W czasie studiów rozpoczynają swoją praktykę zawodową. Zofia poznaje na Politechnice Zasława Malickiego, który proponuje jej pracę w Warszawskiej Spółdzielni Mieszkaniowej. To dobry początek dla utalentowanej studentki, bowiem WSM skupiał wówczas architektów i działaczy o przedwojennym rodowodzie, którzy w latach dwudziestych i trzydziestych budowali warszawskie Żoliborz. Zofia dojrzewa w atmosferze prawdziwej spółdzielczości.
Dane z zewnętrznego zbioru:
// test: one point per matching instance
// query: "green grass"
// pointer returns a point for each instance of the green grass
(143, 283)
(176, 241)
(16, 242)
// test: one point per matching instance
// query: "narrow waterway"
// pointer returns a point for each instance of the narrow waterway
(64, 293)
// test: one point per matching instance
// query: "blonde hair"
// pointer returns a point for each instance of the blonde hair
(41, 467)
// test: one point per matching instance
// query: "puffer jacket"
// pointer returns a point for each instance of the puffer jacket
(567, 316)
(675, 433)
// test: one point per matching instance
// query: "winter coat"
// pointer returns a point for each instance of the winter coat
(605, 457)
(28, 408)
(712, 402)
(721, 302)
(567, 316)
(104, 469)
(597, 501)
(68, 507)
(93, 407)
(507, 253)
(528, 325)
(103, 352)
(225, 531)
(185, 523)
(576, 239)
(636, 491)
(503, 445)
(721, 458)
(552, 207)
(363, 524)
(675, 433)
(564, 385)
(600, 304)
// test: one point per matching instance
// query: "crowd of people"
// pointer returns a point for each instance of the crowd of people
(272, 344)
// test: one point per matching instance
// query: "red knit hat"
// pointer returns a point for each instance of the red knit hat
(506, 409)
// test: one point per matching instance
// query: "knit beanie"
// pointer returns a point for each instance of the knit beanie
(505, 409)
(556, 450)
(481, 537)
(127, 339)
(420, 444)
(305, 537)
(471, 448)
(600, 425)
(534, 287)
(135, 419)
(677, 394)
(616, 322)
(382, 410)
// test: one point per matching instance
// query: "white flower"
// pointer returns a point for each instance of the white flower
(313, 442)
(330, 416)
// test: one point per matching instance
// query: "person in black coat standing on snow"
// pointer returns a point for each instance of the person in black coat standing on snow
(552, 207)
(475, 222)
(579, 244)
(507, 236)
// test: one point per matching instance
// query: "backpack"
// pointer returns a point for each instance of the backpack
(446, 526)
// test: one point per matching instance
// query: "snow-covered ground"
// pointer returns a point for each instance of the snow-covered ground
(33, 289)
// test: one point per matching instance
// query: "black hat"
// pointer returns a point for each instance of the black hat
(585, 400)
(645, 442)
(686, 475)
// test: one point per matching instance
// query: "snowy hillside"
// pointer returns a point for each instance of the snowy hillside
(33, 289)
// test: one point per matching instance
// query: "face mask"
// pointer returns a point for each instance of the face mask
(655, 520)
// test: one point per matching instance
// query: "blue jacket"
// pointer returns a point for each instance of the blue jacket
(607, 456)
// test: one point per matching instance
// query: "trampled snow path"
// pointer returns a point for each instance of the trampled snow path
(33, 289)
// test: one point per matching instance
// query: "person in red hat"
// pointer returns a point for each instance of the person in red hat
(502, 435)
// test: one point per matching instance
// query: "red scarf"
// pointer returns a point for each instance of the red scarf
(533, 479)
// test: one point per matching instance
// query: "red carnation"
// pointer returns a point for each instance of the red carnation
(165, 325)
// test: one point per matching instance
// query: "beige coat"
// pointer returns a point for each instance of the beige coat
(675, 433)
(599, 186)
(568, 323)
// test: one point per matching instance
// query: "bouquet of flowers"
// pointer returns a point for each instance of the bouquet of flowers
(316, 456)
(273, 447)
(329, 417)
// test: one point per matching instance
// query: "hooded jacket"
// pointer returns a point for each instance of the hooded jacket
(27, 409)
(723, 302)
Oskar tymczasem trafia do Zakładu osiedli Robotniczych w Warszawie, gdzie będzie zaangażowany w projekt osiedla mieszkaniowego w Dębcu pod Poznaniem.

Niedługo później, w latach 1948 -1950 Oskar wyjeżdża na pierwsze stypendium zagraniczne do Paryża. Mimo rozłąki kontakt między nimi nie słabnie. Korespondują ze sobą w wolnej chwili i dzielą się wrażeniami. Oskar podejmuje praktykę w pracowni Pierre’a Jeannereta (kuzyna Le Corbusiera). Podczas której zdobywa wiedzę dotyczącą architektury i ówczesnego życia artystycznego we Francji. Oprócz tego Hansen studiuje w pracowni Fernanda Légera, gdzie wraz z polskimi artystami, Lechem Kunką, Tadeuszem Romanowskim i Kazimierzem Ostrowskim, uczy się malarstwa. Spotkanie z Légerem pozwala mu odkryć w sobie kolejny talent, dostrzec, że „sztuka jest przyjemnością, piękną przygodą, a nie katownią, sztuka może być radosna. Nie musimy być wszyscy Van Goghiem”. Spotkanie z Jeanneretem, Le Corbusierem, Légerem i Picassem, wizyty w paryskich muzeach budzą w Hansenie chęć poznawania i analizowania sztuki oraz zagłębiania się w rządzące nią zasady. Jednak mimo dobrze zapowiadającej się kariery za granicą, Oskar decyduje się powrócić do kraju. W czerwcu 1950 poślubi Zofię.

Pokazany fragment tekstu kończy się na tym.